Item 5.02 Departure of Directors or Principal Officers; Election of Directors; Appointment of Principal Officers.
(e) Compensatory Arrangements of Certain Officers
On August 5, 2019, the Compensation Committee of the Board of Directors of Identiv, Inc., a Delaware corporation (“Identiv” or the “Company”), reviewed the compensation of the Company’s Chief Executive Officer, Steven Humphreys, including the vesting status of outstanding equity incentives granted to Mr. Humphreys pursuant to his offer letter dated September 14, 2015 (the “Employment Letter”), as such outstanding equity incentives will be fully vested as of September 14, 2019, and approved the following:
In the event that a Change of Control (as defined in the Employment Letter) occurs within four years (i.e., on or prior to August 5, 2023) and Mr. Humphreys continues to serve as the Chief Executive Officer of Identiv as of the effective time of the Change of Control, the Company will grant Mr. Humphreys 365,000 restricted stock units, subject to and only vesting effective upon, the consummation of the Change of Control.

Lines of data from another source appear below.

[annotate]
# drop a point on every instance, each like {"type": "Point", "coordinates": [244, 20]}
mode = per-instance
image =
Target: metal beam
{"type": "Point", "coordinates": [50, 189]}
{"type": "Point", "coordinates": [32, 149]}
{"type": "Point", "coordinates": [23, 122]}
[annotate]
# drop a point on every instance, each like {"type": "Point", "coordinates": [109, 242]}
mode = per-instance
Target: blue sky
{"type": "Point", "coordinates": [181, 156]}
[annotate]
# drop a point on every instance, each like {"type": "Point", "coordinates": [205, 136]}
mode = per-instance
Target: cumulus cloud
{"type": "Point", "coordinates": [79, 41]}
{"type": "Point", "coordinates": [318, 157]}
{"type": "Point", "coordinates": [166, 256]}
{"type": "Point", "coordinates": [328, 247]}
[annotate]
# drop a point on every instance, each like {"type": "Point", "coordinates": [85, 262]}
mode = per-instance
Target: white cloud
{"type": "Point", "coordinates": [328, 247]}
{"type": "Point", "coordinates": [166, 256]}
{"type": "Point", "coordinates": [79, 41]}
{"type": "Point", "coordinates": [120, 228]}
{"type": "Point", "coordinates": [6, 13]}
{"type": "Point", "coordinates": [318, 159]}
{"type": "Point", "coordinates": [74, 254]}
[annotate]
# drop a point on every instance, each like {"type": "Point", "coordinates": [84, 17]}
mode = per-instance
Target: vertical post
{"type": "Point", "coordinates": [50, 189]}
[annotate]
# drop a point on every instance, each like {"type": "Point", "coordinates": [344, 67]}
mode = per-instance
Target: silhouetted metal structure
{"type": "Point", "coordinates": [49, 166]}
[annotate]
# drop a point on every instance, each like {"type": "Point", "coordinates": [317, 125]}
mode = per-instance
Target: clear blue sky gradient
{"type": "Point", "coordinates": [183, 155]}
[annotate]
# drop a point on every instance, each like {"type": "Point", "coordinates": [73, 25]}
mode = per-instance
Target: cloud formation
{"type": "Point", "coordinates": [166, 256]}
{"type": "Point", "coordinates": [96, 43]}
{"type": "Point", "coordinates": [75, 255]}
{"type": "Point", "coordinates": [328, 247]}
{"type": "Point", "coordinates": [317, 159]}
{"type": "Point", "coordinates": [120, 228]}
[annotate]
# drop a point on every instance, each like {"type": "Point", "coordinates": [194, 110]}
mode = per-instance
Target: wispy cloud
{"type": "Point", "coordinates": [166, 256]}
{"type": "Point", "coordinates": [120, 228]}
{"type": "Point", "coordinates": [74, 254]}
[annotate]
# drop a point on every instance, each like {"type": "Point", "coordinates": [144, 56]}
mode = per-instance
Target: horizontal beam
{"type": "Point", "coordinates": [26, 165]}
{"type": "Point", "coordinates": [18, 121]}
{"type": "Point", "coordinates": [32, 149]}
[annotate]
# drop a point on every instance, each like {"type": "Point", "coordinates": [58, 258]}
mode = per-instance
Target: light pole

With respect to the quarterly performance-based portion of Mr. Humphrey’s compensation, the Committee determined, and Mr. Humphreys agreed, that commencing with the fiscal quarter beginning July 1, 2019 such performance-based bonuses, to the extent earned, would be paid via a fully vested stock award in lieu of cash, determined in accordance with the Employment Letter.